グラウンドに響き渡る声。早稲田大学ア式蹴球部練習場の東伏見グラウンドで味方への的確な指示を送り、時には鼓舞するゴールキーパー(GK)の姿があった。その大きな声の主は木付優衣――。全日本大学女子サッカー選手権大会(インカレ)で3連覇中の早大の4年生だ。

 

愛媛新聞社

 

 

 

 

 ピッチ上でただ1人、インプレー中に手を使うことが許されるのがGKというポジションだ。しかし最後の砦として幅7.32m、高さ2.44mのゴールを守ることだけが仕事ではない。最後尾からフィールドを見渡し、状況を見極める能力も必要とされる。そこから味方に指示を送り、サポートするのも大事な役割のひとつである。

 

「『声が大きい』とは、よく言われます」

 そう口にして、木付は微笑む。フィールド上で声を出すことは彼女自身、強みにしている部分である。

「“GKってどうやったら目立てるやろうか”と考えた時に、“声を出したら目立てる”と思ったのがきっかけだったと思います。確か小学生の頃からですね。まずはプレーで貢献したいですが、味方を鼓舞することでチームの士気を高めたいとも考えています」

 

 今年度から早大の指揮を執る川上嘉郎監督は、コーチ時代から木付を見てきた。川上監督は彼女の“声質”を称える。

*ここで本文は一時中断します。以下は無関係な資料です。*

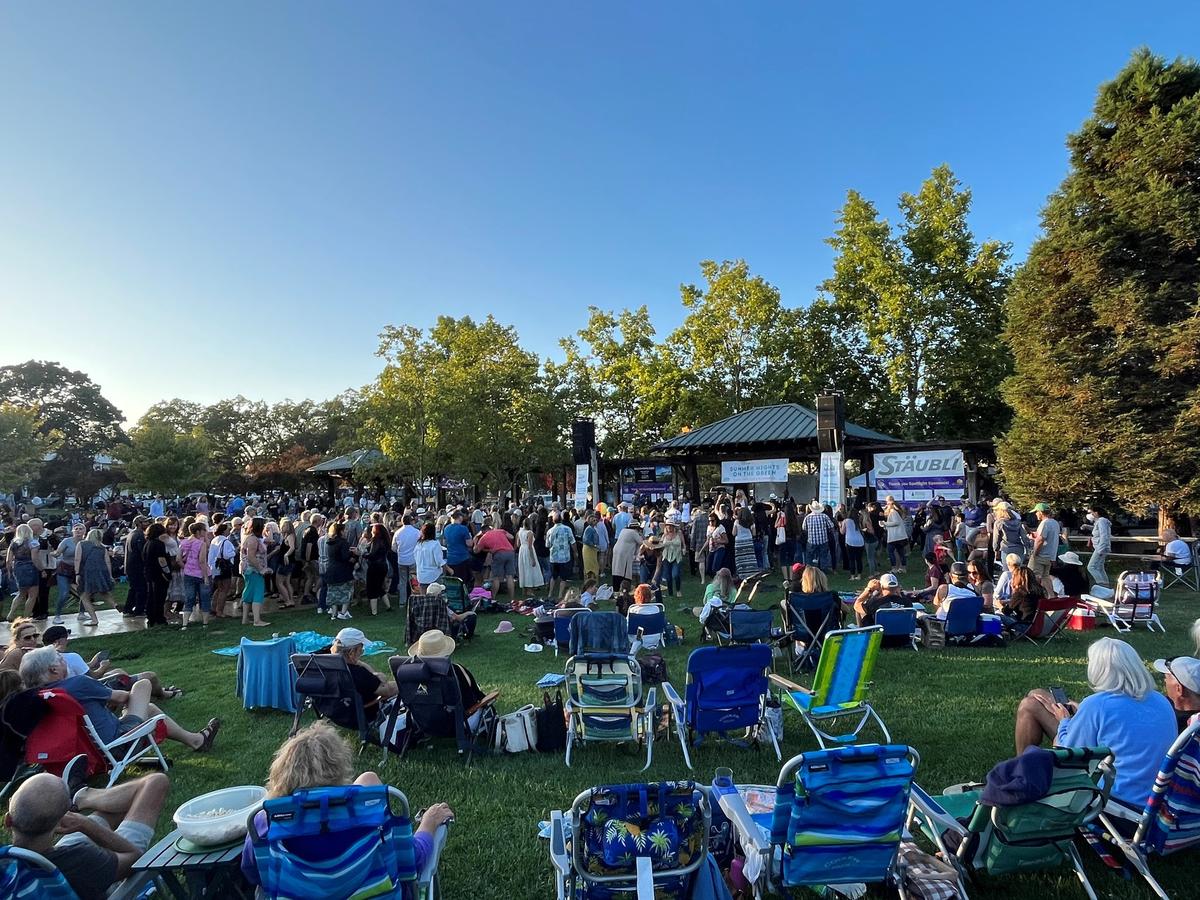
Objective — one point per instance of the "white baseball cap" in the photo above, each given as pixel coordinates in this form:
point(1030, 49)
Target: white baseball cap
point(352, 637)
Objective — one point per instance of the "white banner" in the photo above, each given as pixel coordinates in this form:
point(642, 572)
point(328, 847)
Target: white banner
point(748, 472)
point(581, 486)
point(833, 473)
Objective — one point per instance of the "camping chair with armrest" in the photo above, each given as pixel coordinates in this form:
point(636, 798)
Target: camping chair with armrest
point(605, 702)
point(1133, 603)
point(963, 619)
point(645, 841)
point(323, 683)
point(562, 621)
point(726, 690)
point(838, 819)
point(430, 695)
point(808, 618)
point(839, 687)
point(899, 624)
point(25, 874)
point(66, 731)
point(341, 843)
point(1050, 618)
point(647, 624)
point(1031, 837)
point(1170, 820)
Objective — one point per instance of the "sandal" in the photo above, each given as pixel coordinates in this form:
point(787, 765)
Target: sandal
point(209, 733)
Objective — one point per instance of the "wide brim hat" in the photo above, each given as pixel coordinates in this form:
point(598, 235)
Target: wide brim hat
point(431, 645)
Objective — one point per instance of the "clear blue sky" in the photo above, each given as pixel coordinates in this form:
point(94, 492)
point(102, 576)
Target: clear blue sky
point(285, 179)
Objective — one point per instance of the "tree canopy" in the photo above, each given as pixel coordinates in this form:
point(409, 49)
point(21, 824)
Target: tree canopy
point(1104, 317)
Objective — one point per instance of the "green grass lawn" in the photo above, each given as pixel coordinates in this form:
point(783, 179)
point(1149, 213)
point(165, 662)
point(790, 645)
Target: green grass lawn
point(954, 706)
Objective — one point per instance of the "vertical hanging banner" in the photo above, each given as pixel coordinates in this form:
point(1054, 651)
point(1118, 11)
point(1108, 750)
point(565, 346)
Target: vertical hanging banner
point(581, 486)
point(831, 486)
point(915, 477)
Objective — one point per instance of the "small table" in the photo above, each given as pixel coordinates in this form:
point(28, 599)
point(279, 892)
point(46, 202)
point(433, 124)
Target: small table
point(216, 874)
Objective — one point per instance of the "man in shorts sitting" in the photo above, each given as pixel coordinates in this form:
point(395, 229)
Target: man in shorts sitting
point(103, 831)
point(45, 667)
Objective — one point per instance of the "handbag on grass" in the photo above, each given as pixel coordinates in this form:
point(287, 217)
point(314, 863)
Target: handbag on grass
point(517, 732)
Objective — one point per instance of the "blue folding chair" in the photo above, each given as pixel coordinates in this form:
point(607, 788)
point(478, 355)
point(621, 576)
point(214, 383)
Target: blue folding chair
point(808, 618)
point(726, 690)
point(899, 625)
point(647, 624)
point(342, 843)
point(562, 619)
point(647, 841)
point(963, 619)
point(25, 874)
point(839, 817)
point(840, 685)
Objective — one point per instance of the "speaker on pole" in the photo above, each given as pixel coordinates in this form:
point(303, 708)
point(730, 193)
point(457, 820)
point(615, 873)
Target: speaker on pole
point(831, 423)
point(583, 439)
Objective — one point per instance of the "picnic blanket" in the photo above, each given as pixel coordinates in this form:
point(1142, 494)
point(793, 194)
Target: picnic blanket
point(312, 642)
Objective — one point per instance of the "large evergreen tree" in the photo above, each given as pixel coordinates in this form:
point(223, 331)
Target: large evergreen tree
point(1104, 316)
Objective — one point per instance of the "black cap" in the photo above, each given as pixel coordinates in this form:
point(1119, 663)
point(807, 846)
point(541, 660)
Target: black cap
point(54, 633)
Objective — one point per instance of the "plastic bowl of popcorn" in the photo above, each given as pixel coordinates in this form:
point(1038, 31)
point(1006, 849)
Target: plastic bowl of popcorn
point(219, 817)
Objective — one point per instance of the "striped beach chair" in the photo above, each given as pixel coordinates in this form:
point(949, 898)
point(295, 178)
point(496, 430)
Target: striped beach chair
point(840, 685)
point(1170, 821)
point(343, 843)
point(838, 819)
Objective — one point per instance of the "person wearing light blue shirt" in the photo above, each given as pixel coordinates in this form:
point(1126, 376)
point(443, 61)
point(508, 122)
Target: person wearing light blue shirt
point(1125, 714)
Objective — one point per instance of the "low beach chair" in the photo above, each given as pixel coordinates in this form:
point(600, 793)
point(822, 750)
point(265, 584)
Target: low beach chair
point(840, 685)
point(645, 841)
point(726, 691)
point(838, 819)
point(605, 703)
point(1170, 821)
point(1031, 837)
point(341, 843)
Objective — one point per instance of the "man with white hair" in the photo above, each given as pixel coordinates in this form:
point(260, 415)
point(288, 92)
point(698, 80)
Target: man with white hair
point(93, 838)
point(45, 667)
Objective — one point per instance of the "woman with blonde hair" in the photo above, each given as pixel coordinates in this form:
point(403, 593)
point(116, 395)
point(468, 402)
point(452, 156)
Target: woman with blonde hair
point(319, 757)
point(23, 569)
point(94, 569)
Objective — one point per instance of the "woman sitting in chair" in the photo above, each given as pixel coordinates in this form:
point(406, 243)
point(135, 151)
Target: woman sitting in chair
point(319, 757)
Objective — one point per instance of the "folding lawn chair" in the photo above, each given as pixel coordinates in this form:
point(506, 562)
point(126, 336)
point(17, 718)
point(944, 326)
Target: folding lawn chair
point(563, 627)
point(1030, 837)
point(647, 841)
point(341, 843)
point(431, 697)
point(726, 690)
point(808, 618)
point(899, 624)
point(1050, 618)
point(605, 702)
point(838, 819)
point(840, 684)
point(323, 683)
point(66, 731)
point(647, 624)
point(25, 874)
point(1133, 603)
point(963, 619)
point(1170, 821)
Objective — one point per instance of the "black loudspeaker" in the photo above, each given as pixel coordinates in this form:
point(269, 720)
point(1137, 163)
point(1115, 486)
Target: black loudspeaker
point(583, 438)
point(831, 423)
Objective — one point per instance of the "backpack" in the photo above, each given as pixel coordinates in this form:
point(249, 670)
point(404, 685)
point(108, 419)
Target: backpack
point(654, 669)
point(551, 724)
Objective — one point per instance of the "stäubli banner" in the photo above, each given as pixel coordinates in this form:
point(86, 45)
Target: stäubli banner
point(915, 477)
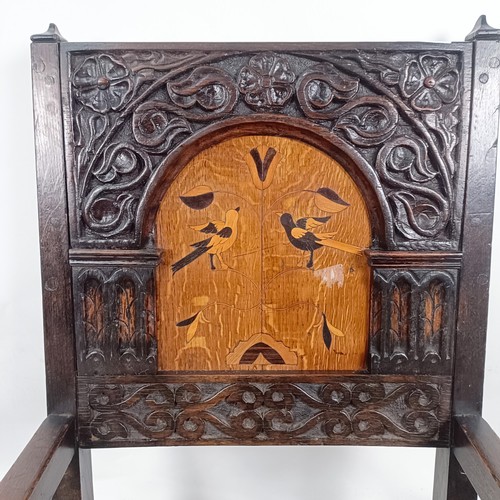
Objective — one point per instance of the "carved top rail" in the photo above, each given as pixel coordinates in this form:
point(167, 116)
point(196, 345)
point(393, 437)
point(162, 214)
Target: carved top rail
point(397, 114)
point(266, 243)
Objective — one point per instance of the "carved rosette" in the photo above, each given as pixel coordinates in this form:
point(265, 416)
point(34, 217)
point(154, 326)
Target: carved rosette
point(399, 111)
point(353, 410)
point(115, 320)
point(412, 327)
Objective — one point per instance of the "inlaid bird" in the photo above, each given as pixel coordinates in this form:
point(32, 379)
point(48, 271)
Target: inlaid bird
point(301, 236)
point(224, 235)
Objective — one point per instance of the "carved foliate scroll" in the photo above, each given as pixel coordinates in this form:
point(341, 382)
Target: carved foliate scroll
point(398, 110)
point(340, 410)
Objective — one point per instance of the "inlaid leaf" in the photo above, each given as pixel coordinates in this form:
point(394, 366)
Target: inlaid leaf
point(188, 321)
point(198, 198)
point(328, 200)
point(328, 331)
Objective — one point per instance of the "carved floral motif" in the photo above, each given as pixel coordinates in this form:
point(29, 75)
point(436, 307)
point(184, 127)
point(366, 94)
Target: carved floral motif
point(102, 83)
point(333, 412)
point(429, 82)
point(400, 111)
point(267, 81)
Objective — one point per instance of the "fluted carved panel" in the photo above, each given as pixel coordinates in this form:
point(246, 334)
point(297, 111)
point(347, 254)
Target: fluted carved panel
point(413, 321)
point(398, 110)
point(115, 320)
point(352, 409)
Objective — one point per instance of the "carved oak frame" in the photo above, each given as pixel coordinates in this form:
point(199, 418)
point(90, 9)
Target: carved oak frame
point(412, 125)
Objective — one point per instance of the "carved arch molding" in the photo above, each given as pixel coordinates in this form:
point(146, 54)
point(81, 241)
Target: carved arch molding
point(396, 115)
point(392, 118)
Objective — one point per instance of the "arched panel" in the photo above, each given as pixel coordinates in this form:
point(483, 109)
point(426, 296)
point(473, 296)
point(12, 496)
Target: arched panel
point(264, 264)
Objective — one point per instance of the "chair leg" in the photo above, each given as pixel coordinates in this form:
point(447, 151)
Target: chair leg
point(77, 482)
point(450, 482)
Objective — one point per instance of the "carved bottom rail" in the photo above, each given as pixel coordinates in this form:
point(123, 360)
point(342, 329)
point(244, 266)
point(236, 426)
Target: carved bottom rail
point(328, 409)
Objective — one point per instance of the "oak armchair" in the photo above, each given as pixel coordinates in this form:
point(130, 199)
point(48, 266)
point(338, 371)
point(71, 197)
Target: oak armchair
point(264, 244)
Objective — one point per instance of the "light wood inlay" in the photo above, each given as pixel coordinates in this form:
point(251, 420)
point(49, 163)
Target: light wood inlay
point(267, 199)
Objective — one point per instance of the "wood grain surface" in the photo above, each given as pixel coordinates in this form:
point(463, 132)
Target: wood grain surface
point(279, 280)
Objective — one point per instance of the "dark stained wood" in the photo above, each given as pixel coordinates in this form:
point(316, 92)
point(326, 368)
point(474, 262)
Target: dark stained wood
point(53, 219)
point(405, 260)
point(54, 242)
point(477, 228)
point(412, 319)
point(270, 408)
point(477, 449)
point(397, 117)
point(450, 481)
point(40, 467)
point(77, 481)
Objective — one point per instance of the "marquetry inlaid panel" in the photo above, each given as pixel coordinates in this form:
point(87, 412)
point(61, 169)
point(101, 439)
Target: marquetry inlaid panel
point(263, 262)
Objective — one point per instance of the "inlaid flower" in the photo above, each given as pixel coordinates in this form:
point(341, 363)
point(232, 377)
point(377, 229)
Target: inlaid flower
point(266, 81)
point(102, 83)
point(429, 82)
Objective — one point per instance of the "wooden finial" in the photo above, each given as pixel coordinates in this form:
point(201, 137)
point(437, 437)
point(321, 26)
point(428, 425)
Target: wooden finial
point(483, 31)
point(50, 36)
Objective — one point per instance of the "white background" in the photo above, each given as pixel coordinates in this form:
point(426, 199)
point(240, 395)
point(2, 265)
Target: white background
point(207, 473)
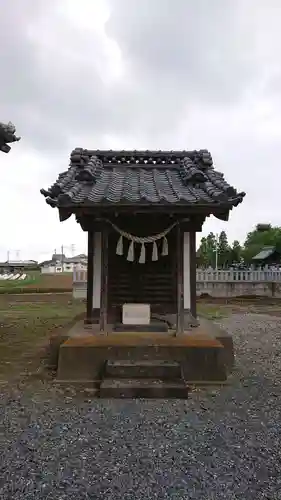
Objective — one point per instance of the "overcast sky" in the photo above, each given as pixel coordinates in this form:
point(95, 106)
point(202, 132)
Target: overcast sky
point(162, 74)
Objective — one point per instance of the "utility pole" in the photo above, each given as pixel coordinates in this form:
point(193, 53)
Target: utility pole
point(62, 258)
point(217, 250)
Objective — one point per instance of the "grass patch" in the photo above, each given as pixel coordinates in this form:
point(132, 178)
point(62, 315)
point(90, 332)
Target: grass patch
point(25, 328)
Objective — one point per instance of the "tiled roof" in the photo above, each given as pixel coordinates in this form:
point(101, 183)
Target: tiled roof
point(7, 134)
point(97, 178)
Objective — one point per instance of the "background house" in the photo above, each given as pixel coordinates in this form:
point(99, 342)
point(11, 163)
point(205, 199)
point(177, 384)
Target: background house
point(18, 266)
point(268, 256)
point(59, 263)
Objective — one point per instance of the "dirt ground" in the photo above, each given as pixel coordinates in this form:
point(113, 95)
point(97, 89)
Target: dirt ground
point(27, 322)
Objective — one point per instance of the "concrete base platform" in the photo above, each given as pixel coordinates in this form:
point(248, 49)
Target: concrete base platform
point(203, 355)
point(140, 388)
point(84, 358)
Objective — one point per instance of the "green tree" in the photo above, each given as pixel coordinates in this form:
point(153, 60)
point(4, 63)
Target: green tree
point(202, 254)
point(223, 250)
point(262, 235)
point(211, 249)
point(207, 251)
point(235, 253)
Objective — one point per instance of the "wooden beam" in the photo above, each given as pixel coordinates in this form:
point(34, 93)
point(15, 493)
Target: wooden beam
point(104, 281)
point(192, 247)
point(179, 261)
point(90, 277)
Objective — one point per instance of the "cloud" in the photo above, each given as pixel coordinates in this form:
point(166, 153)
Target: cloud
point(131, 74)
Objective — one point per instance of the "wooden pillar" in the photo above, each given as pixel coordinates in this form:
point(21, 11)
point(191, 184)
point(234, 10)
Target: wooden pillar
point(104, 281)
point(90, 277)
point(179, 262)
point(192, 247)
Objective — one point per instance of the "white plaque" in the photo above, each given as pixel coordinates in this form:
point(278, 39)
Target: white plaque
point(136, 314)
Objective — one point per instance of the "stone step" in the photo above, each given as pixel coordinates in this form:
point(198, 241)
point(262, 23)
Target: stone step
point(143, 388)
point(166, 370)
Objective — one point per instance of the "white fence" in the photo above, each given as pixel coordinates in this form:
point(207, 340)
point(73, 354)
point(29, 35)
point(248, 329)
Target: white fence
point(12, 276)
point(80, 276)
point(244, 276)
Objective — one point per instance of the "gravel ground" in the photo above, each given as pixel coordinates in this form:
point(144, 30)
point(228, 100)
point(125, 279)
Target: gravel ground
point(220, 444)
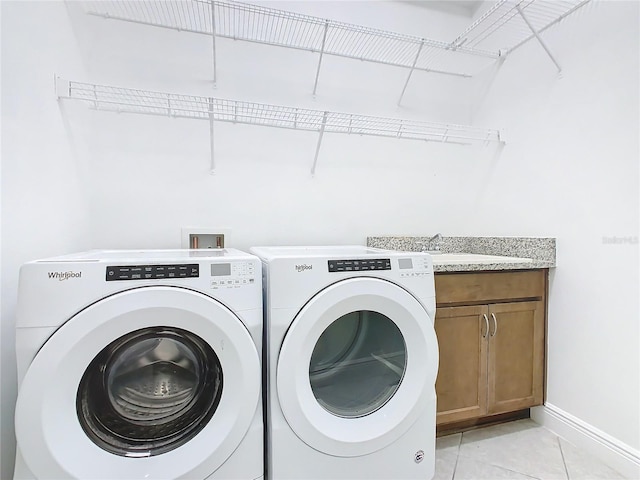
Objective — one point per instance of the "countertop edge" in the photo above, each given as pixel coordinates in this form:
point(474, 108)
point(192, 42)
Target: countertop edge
point(542, 250)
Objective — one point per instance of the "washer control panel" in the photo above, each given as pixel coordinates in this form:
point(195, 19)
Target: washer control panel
point(359, 265)
point(152, 272)
point(232, 274)
point(414, 266)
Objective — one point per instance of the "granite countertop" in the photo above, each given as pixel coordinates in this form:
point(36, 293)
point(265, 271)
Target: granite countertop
point(464, 254)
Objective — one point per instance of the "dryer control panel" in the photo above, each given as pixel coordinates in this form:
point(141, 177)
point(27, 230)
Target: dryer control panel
point(359, 265)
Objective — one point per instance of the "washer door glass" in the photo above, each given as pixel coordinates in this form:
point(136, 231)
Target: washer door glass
point(149, 392)
point(357, 364)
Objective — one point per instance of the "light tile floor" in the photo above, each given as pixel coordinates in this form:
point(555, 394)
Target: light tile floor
point(520, 450)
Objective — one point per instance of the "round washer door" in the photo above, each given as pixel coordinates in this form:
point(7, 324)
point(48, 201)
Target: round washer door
point(153, 382)
point(357, 367)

「仲間のやる気を促すような声が出せるんです。その声は叱咤というよりも激励に近い。そこに彼女の人柄が表れています。本当に優しい子です」

 指揮官はその人間性、リーダーシップも買っている。現在、早大ではグラウンドマネージャーを務め、GKの練習メニューを考えることもある。

 

 気持ちの強さが放つオーラ

 

 声ばかりに気を取られてはいけない。GKとしての能力は高い。川上監督は木付の技術面をこう評価する。

「GKの能力は整っていて、弱点が少ない。俊敏性が高く、反応が非常に良い。波が少なくて、とても安定しています」

 弱点を強いて挙げるなら、サイズの小ささくらいである。164cmとGKとしては決して大柄ではない。そこは経験と予測で補っているのだ。

 

 今年度の公式戦で、木付は15もの無失点試合を記録している。抜群の安定感を誇る彼女は「完封試合はフィールドプレーヤーのおかげだと思っています」と、自らの手柄とはしない。フォア・ザ・チームの精神でありながら、木付は強烈な自負心を持ち合わせる。「味方のミスを帳消しにできる」。GKの魅力をそう考える。

 

 言葉の端々に勝気な部分を覗かせる。“まだやれる”。その溢れんばかりのエナジーこそが彼女のピッチ上で放つ存在感を際立させているのだろう。

「非常に気持ちの強い子です。他の子と比べても強い意欲が出ています。それが練習の中でゲーム形式となるとスイッチが入る。それが試合となれば更にスイッチが入るんです」(川上監督)

 

 木付のサッカー人生は小学2年からスタートした。始めたきっかけは「仲の良かった友達がみんなサッカーを始めたので、週末遊ぶ子がいなくなるから」という。運動神経の良さには元々、自信があった。男勝りな性格でドッジボールを得意としていた彼女がGKというポジションを選んだ理由とは――。

 

(第2回につづく)

 

木付優衣(きつき・ゆい)プロフィール>

1996年4月11日、愛媛県松山市出身。小学2年でサッカーを始める。中学からはAC MIKANでプレー。全国大会出場も経験した。兵庫の日ノ本学園進学後は、2年連続2冠を成し遂げた。高校卒業後は早稲田大学に進み、なでしこリーグのジェフユナイテッド千葉・市原レディースに入団。大学2年からは早大ア式蹴球部女子部に移籍し、主力として活躍。正GKとして全国大学女子サッカー選手権大会3連覇達成に貢献している。3年時にはユニバーシアード競技大会で日本代表に選ばれ、銀メダルを獲得した。身長164cm。